Ja → Folgen Sie den Anweisungen für DirectML.
Nein → Haben Sie eine NVIDIA GPU?
- Ich weiß es nicht → Lesen Sie diesen Leitfaden, um zu sehen, ob Sie eine CUDA-fähige GPU haben.
- Ja → Folgen Sie den Anweisungen für NVIDIA CUDA GPU.
- Nein → Folgen Sie den Anweisungen für CPU.

Hinweis: Es wird nur ein Paket und Modell basierend auf Ihrer Hardware benötigt. Das heißt, führen Sie die Schritte nur für einen der folgenden Abschnitte aus.

Ausführung mit DirectML

Modell herunterladen

huggingface-cli download microsoft/Phi-3-mini-4k-instruct-onnx --include directml/* --local-dir .

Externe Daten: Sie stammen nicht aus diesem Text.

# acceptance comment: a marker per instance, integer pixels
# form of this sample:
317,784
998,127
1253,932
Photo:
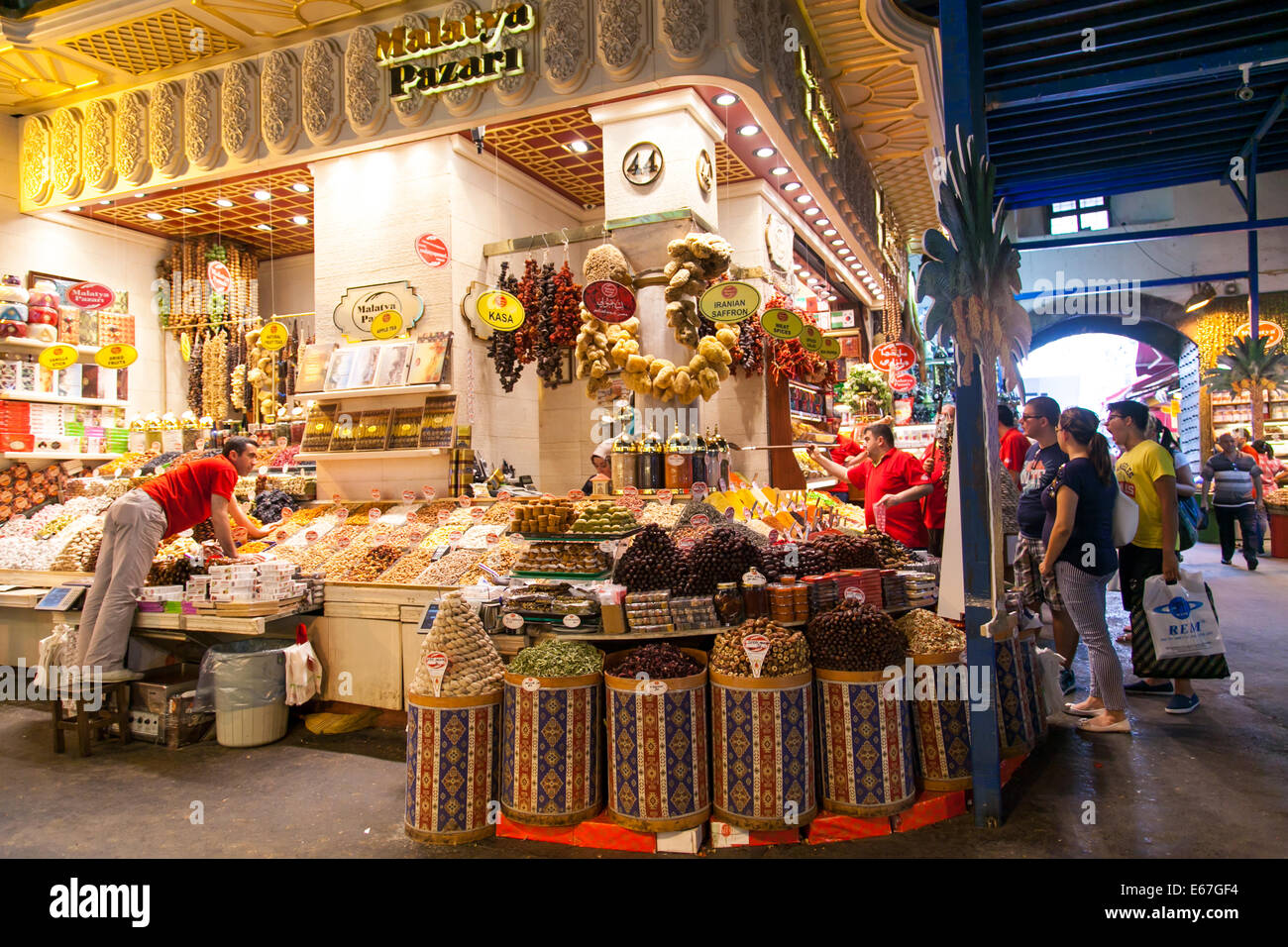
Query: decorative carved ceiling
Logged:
885,69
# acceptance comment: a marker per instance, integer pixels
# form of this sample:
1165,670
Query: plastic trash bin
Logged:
244,684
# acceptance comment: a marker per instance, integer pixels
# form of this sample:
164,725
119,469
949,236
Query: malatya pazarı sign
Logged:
400,50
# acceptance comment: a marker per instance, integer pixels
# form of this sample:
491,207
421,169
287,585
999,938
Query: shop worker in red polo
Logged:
890,478
132,532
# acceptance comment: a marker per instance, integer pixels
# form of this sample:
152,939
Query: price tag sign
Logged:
756,647
436,663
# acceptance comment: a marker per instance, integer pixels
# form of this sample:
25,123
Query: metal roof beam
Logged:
1133,77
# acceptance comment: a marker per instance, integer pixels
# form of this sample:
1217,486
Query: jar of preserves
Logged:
679,463
729,603
755,594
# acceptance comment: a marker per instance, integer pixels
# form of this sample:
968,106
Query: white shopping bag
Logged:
1181,620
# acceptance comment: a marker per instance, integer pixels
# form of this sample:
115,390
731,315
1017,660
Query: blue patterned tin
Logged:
451,759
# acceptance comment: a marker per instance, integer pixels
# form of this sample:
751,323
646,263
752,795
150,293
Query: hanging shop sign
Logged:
782,324
902,381
404,52
894,356
273,337
811,339
56,357
116,356
729,302
90,295
643,162
608,300
360,305
220,279
818,108
1270,331
432,250
500,309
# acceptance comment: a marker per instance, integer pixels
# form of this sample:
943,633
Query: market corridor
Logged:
1206,785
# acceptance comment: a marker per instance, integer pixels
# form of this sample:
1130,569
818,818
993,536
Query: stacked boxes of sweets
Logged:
695,612
649,612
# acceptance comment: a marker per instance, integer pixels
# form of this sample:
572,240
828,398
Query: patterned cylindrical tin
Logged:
867,742
658,779
943,724
451,763
1014,711
550,749
763,750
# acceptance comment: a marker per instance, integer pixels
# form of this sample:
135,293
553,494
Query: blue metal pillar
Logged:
962,37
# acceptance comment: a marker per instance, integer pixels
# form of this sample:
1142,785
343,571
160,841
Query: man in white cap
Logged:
601,464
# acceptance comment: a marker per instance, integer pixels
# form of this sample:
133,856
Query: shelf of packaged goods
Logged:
357,393
85,354
59,399
368,455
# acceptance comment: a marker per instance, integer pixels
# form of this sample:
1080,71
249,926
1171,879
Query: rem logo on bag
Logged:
1180,608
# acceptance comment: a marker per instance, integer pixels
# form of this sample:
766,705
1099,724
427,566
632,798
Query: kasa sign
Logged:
406,51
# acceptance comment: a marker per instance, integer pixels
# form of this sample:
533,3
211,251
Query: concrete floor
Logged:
1207,785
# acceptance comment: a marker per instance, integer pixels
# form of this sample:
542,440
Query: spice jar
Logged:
625,463
652,463
679,463
729,603
755,594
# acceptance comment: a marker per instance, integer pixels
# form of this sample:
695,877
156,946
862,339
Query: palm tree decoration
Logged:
974,273
1247,368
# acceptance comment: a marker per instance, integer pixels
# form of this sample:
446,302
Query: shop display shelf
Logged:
395,454
33,346
356,393
58,399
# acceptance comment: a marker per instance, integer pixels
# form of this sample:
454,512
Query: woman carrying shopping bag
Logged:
1081,554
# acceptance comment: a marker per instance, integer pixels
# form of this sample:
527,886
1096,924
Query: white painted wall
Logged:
1155,260
124,260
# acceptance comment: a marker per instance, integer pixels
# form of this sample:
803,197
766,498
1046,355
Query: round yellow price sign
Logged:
116,356
500,309
386,325
273,337
58,357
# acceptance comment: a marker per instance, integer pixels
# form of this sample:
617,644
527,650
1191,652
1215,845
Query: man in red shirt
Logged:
132,532
889,478
1016,446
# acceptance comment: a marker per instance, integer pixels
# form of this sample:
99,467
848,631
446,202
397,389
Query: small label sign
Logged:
756,648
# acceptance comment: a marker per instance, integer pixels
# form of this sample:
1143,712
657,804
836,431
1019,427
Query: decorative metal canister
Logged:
451,767
550,749
763,750
867,742
658,779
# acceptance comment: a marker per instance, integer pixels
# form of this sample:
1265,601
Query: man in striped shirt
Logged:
1234,479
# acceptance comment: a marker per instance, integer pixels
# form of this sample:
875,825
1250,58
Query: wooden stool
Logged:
90,724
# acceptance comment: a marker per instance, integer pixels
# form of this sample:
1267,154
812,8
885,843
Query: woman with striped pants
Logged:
1080,552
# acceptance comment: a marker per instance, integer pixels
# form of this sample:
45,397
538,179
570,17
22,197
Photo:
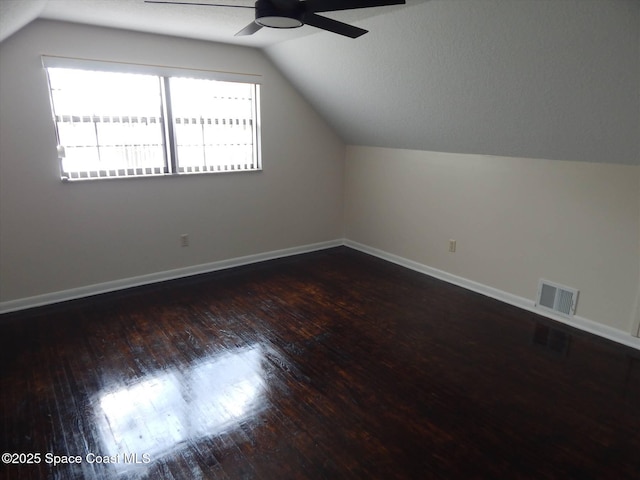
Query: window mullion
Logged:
171,150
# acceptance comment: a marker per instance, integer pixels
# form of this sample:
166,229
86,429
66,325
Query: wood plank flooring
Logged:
328,365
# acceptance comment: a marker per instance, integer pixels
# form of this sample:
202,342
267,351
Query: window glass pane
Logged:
108,123
214,125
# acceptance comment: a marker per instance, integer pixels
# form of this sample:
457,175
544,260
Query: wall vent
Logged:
557,298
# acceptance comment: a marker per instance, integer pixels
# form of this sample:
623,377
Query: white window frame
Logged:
164,73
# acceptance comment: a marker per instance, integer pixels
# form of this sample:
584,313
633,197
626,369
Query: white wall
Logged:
55,236
515,220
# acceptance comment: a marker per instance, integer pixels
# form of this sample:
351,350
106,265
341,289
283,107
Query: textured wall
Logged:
515,220
56,236
528,78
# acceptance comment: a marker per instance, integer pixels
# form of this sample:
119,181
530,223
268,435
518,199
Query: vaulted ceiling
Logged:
529,78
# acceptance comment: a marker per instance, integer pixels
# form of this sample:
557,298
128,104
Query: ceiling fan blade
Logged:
333,25
335,5
199,4
285,4
250,29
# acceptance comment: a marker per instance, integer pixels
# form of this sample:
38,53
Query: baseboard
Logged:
87,291
578,322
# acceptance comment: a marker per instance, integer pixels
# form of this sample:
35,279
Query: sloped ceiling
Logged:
528,78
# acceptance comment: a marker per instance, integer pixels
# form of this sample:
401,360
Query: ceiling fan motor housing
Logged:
269,16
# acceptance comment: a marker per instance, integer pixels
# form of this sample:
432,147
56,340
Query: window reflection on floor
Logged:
155,415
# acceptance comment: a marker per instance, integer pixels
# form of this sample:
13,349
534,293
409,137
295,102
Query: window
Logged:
116,121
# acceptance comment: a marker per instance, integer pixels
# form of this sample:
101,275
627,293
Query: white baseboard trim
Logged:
89,290
578,322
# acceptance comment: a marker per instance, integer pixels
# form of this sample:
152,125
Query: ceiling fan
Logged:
295,13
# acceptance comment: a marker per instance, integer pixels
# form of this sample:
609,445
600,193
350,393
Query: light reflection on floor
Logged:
157,414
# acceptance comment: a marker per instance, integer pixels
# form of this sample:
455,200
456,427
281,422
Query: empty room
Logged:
320,239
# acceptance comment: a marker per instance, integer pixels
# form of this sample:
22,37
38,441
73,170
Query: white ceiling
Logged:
218,24
529,78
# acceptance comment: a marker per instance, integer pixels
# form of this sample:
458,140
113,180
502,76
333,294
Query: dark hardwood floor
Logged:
322,366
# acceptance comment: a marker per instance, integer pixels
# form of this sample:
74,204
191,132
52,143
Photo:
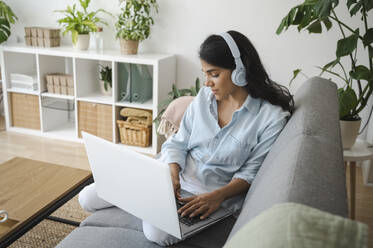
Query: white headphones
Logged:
238,74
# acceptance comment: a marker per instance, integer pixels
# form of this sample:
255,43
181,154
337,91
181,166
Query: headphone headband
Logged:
238,74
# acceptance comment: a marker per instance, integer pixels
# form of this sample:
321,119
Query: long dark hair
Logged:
215,51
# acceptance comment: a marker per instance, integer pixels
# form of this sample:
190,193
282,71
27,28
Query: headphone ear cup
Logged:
239,77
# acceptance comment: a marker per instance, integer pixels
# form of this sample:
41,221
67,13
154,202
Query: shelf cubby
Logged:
53,65
65,116
28,66
87,78
58,117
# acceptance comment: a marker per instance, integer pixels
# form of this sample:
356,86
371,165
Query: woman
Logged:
225,134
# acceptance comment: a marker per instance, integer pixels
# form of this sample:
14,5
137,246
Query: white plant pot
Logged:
103,91
349,132
82,42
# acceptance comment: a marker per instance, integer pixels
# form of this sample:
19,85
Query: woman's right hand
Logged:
175,169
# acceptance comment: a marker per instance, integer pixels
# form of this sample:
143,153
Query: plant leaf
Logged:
295,74
328,24
350,2
368,37
4,30
315,27
323,7
370,49
356,8
368,5
329,65
198,85
347,45
347,101
361,73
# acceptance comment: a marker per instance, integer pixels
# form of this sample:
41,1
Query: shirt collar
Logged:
251,104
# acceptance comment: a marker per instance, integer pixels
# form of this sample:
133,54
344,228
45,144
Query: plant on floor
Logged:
105,76
358,81
7,17
80,22
176,93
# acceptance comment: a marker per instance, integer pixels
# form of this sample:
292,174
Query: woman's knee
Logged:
158,236
89,199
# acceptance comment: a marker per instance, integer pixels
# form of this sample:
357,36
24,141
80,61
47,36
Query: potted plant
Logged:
311,15
105,80
80,23
7,17
133,24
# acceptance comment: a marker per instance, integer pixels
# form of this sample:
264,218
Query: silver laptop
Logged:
141,186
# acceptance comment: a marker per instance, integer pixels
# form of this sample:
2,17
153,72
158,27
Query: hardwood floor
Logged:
73,154
14,144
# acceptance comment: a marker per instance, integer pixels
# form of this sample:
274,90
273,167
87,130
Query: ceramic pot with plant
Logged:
106,80
133,24
357,77
80,23
7,17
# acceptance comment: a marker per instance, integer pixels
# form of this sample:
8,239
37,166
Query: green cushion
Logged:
296,225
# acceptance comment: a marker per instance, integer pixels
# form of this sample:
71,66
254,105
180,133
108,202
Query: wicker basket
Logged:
134,134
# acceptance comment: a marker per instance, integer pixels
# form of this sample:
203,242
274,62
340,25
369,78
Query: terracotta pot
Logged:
82,42
349,132
128,46
102,89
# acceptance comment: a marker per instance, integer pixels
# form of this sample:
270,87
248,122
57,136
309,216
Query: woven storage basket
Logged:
136,130
134,134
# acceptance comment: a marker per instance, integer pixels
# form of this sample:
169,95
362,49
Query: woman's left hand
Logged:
203,204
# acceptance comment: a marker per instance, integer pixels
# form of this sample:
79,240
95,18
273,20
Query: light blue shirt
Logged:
220,154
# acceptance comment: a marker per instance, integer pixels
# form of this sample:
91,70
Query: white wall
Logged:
181,26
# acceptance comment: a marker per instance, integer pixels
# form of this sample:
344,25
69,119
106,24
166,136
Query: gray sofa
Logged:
304,166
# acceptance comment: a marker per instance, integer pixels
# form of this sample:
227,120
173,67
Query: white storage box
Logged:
23,81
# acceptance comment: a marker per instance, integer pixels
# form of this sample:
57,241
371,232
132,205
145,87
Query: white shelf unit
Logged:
59,113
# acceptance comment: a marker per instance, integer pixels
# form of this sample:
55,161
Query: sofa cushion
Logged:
296,225
113,217
305,164
214,236
99,237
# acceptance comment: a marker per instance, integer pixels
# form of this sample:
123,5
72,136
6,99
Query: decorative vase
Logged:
349,132
128,46
103,91
83,42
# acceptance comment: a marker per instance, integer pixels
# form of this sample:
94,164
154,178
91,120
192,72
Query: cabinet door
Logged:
95,119
25,111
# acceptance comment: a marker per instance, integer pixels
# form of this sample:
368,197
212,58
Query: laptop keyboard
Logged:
189,221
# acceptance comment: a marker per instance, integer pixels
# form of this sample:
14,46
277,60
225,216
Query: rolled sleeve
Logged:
251,167
175,149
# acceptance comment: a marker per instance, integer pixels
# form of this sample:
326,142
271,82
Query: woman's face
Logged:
219,80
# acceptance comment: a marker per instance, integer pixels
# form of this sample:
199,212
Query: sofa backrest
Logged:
305,164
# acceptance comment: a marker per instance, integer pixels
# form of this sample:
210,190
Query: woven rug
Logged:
49,233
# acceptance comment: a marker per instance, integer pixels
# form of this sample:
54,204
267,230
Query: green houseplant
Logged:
7,17
80,23
176,93
105,79
133,23
311,15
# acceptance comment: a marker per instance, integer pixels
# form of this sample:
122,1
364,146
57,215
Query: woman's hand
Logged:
203,204
174,168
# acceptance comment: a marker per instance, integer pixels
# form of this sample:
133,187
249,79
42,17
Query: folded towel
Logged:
171,118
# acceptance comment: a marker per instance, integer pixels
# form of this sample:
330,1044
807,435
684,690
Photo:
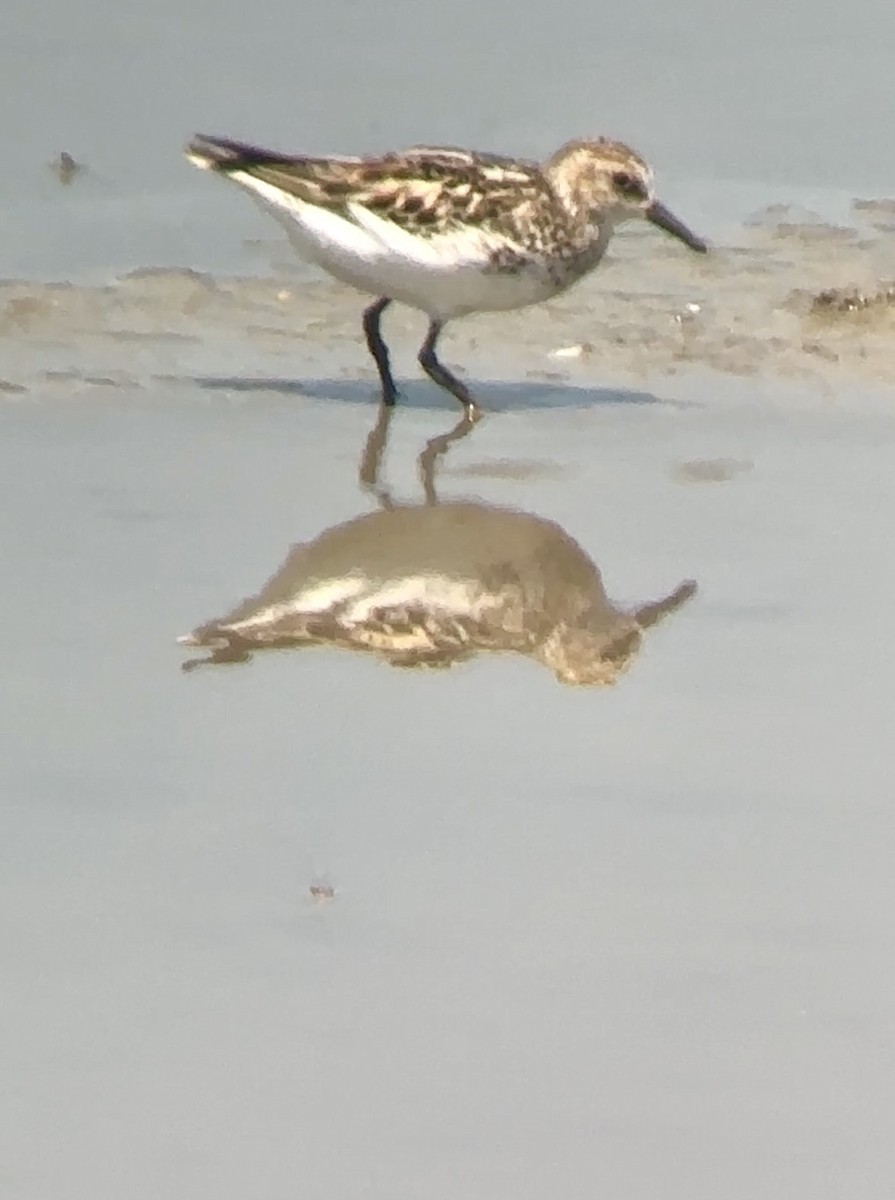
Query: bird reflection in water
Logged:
432,585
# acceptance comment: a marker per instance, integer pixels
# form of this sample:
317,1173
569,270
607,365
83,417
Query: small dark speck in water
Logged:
66,168
320,892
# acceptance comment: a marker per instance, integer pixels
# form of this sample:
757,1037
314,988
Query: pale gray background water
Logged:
630,943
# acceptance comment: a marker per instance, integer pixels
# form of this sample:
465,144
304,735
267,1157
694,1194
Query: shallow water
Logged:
313,925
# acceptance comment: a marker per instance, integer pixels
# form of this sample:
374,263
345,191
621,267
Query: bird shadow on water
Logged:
493,396
434,583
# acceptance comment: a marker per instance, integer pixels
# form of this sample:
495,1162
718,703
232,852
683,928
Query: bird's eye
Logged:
629,185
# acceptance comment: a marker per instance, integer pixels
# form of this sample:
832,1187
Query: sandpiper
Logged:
446,231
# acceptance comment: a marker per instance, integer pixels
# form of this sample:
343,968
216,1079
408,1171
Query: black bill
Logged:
666,220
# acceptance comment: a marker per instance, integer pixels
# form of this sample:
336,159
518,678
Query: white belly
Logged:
444,276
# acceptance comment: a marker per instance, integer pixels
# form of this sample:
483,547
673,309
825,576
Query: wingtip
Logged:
210,153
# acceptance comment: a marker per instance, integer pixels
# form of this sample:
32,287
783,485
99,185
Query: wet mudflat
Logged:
410,909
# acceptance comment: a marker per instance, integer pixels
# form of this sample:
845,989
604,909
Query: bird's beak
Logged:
660,216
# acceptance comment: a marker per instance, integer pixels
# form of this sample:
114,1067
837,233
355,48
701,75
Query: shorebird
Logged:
446,231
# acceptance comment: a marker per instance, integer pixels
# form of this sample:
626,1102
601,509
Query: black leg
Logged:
378,348
442,376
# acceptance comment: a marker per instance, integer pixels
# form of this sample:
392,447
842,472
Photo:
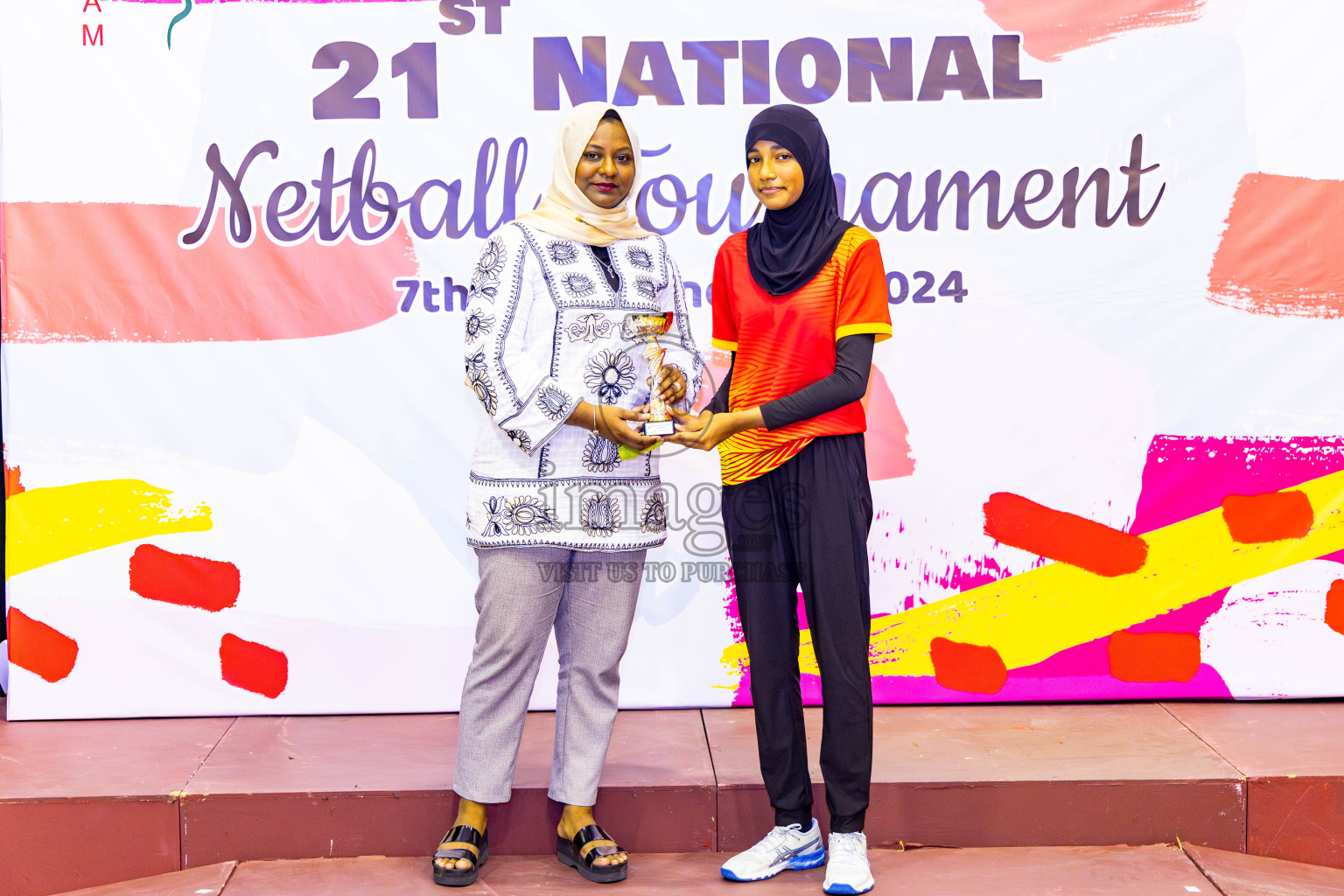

Dieser Befehl lädt das Modell in einen Ordner namens directml.

Die generate() API installieren
```
pip install --pre onnxruntime-genai-directml
```
Sie sollten nun onnxruntime-genai-directml in Ihrer pip list sehen.

Führen Sie das Modell aus

Führen Sie das Modell mit phi3-qa.py aus.

curl https://raw.githubusercontent.com/microsoft/onnxruntime-genai/main/examples/python/phi3-qa.py -o phi3-qa.py
python phi3-qa.py -m directml\directml-int4-awq-block-128 -e dml

Sobald das Skript das Modell geladen hat, wird es Sie in einer Schleife zur Eingabe auffordern und die Ausgabe streamen, sobald sie vom Modell produziert wird. Zum Beispiel

Input: Tell me a joke about GPUs

Certainly! Here\'s a light-hearted joke about GPUs:

Why did the GPU go to school? Because it wanted to improve its "processing power"!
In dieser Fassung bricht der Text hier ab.